Throw your mind forward to the year 2035. New Zealand has a population of 7 million. Auckland has a population nearing 3 million. It is mid-July. The All Blacks are about to beat Australia. A live TV camera comes up the harbour slung under a helicopter.
It comes up the channel past Rangitoto, turns left, up the inner harbour towards the harbour bridge, turns left again and the dives on to a gleaming waterfront stadium.
The sound of the pre-match haka wafts up. The image is splashed around the world. And the stunningly visual image beamed around the world sticks and sticks and sticks.
Imagine spectators arriving directly to such a stadium by ferry for the big match. Imagine restaurants and bars and shops in downtown all buzzing in the lead-up.
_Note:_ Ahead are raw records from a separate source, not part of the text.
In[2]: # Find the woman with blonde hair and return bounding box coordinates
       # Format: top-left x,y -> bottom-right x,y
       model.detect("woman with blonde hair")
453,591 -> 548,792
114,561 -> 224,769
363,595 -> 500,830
Imagine Britomart station humming as spectators arrive by and go home on trains to points east, west and south.
But stadiums are not just rugby stadiums or sports stadiums any more. If well designed and located centrally they can be hugely multi-user friendly. Think the "Cake Tin" in Wellington. It is now used every day of the week for conferences, exhibitions, displays, meetings and events. A CBD Auckland stadium would also be so used.
And no direct taxpayer or ratepayer money needed! What then do we have to do to convert this "mana from heaven" into a reality? What is needed?
Several things are needed. Firstly, as Simon Wilson of the Herald has said, we need a prominent person to step up as project champion. Someone who can preferably last the distance of up to 10 years or more.
Get exciting visuals out there. Plenty of them. Feed them out continuously as the project evolves. Standard stadiums can look bog standard ugly as the German one certainly did when the Herald superimposed it on Bledisloe Wharf 12 years ago.
Sack the present Eden Park Trust Board. At very least get rid of its chairman, Doug McKay. As an ex-CEO of Auckland City he should know better than to respond to the concept by dripping sarcasm and scorn.
Absolutely and totally reject the nostalgia argument for Eden Park. Dunedin rejected the argument, Wellington rejected it and Cardiff Arms in Wales rejected it. The nostalgia argument is a nonsense.
Bring renowned architect Julie Stout into the tent. She is better in than out. She is arguably one of Auckland's best architects but more importantly she is passionate about the best possible urban design for our waterfront. Her idea of integrating a waterfront stadium proposal with a whole of waterfront urban design plan is absolutely correct.
But the planning process must be sped up otherwise we will just burn the visionaries off with delay after delay. In 2035 we could still be talking about it. Why can't such a plan be done in a year? Or six months even?
Let's not get bogged down with the technical stuff. Half submerged is not a technical problem. Britomart station is below sea level. Ditto most of the buildings in downtown Auckland. We can design for rising sea levels.
Make the stadium a local body issue. And a national one. Elections do promote clarity of thinking (at least mostly).
Let's learn from the fiasco and opportunity lost of the waterfront stadium proposal of 12 years ago. Mistakes were made in presenting this to Aucklanders then. Let's not make the same mistake twice.
My congratulations and thanks go out to the visionaries who have floated this proposal. We need such visionaries and dreamers. Let us passionately discuss this proposal, debate it, modify it, but most importantly let's make a commitment to making something happen.
It is a timely positioning investment in not just Auckland but New Zealand. Sir Winston Peters Stadium anyone?
• Dick Hubbard is a former mayor of Auckland.